Lundi, mes mains ont été attirées par un livre de poche à la bibliothèque, je ne sais pas trop pourquoi, mais je suis loin de m'en plaindre. J'étais derrière toi, de Nicolas Fargues, est fort, dense, incisif, cru, et se dévore sans cuisson. La quatrième de couverture est inspirante:
"C'est dans la trentaine que la vie m'a sauté à la figure.J'ai alors cessé de me prendre pour le roi du monde et je suis devenu un adulte comme les autres, qui fait ce qu'il peut avec ce qu'il est. J'ai attendu la trentaine pour ne plus avoir à me demander à quoi cela pouvait bien ressembler, la souffrance et le souci, la trentaine pour me mettre, comme tout le monde, à la recherche du bonheur. Qu'est-ce qui s'est passé ? Je n'ai pas connu de guerre, ni la perte d'un proche, ni de maladie grave, rien. Rien qu'une banale histoire de séparation et de rencontre."
Et on dirait que le fait de le lire dans le bus, debout agrippée à un poteau ou assise confortablement sur les rangs du fond, lui donne encore plus de saveur. Je plonge, je penche la tête sur mon livre, je lis quelques phrases, quelques paragraphes, un passage me fait sourire tellement il tape dans le mille. Soudain je lève les yeux, je regarde autour de moi, la faune du bus dans toute sa splendeur, le regard dans le vide pour la plupart, perdus dans leurs pensées mais obligés le temps d'un voyage d'être collés à des inconnus qui trop souvent puent quand ils ne sentent pas le parfum cheap, ou prennent trop de place et vous mouillent avec leur parapluie dégoulinant. Bien vite je replonge et j'oublie la déprime ambiante. Même si mon voyage ne dure que 20 minutes, cette bulle change tout, et je descends le sourire aux lèvres. Pour un peu, je crierais "Thank you" au chauffeur depuis la porte du fond.

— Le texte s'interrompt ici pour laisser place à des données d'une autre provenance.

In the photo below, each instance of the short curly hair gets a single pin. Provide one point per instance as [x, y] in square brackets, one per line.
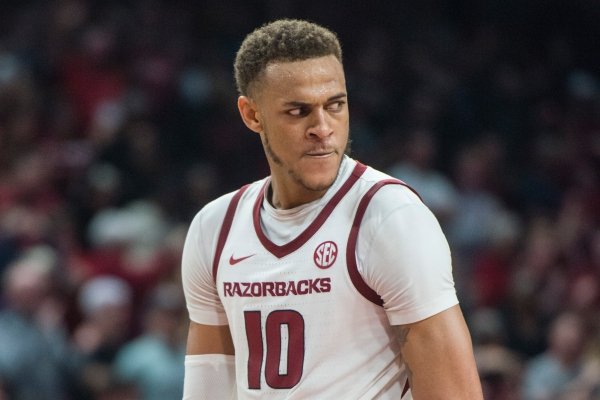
[281, 40]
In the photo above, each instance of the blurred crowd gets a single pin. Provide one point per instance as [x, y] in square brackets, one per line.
[118, 122]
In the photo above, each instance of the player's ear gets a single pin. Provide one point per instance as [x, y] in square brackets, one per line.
[249, 113]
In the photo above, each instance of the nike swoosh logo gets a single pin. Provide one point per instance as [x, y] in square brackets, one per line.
[233, 261]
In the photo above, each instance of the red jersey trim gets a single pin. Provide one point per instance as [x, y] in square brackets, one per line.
[295, 244]
[226, 227]
[355, 276]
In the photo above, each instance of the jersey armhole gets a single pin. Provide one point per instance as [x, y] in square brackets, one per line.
[357, 280]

J'hésite à le lire ailleurs que dans le bus, je veux que mes souvenirs de lecture restent colorés par cette ambiance. Mais l'envie d'avancer est trop forte. Tiens, peut-être que j'irai faire une petite promenade en bus ce week-end, juste pour pouvoir le finir.

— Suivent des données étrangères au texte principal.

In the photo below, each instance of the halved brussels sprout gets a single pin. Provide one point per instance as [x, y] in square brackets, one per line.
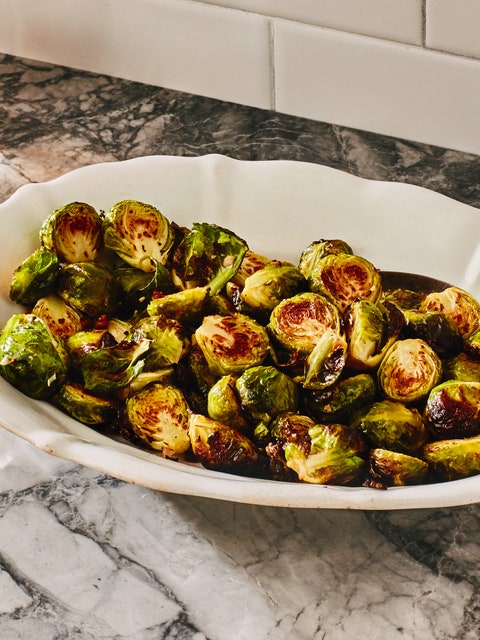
[409, 370]
[462, 367]
[88, 287]
[208, 256]
[391, 425]
[297, 323]
[221, 448]
[345, 277]
[188, 306]
[31, 359]
[326, 361]
[265, 392]
[454, 458]
[394, 469]
[436, 328]
[336, 456]
[317, 250]
[224, 405]
[139, 233]
[109, 369]
[453, 409]
[232, 344]
[74, 232]
[169, 341]
[338, 402]
[265, 288]
[61, 319]
[35, 277]
[459, 305]
[369, 332]
[85, 407]
[158, 415]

"J'essaye d'enregistrer le plus de détails possible, sachant d'ores et déjà que, plus tard, lorsque tout sera réduit à un puissant souvenir de mes sens, je m'en voudrai de ne pas y avoir goûté plus consciemment sur le moment. Mais c'est impossible d'y goûter consciemment, au bonheur. Sous ses dehors banals, avec ses parasites et ses imperfections, sans le filtre enjoliveur du souvenir, la réalité te prend toujours de vitesse. Sur le moment, c'est mathématique, tu peux juste vaguement ressentir qu'il se passe quelque chose de bien, mais tu es trop occupé à le vivre dans son temps même pour y goûter vraiment. Parce que tu as remarqué que le bonheur, c'est toujours un souvenir, jamais le moment présent, hein? (...) C'est ça, le temps perdu, le temps tout court, l'impossible équation du temps qui passe et qu'on voudrait retenir."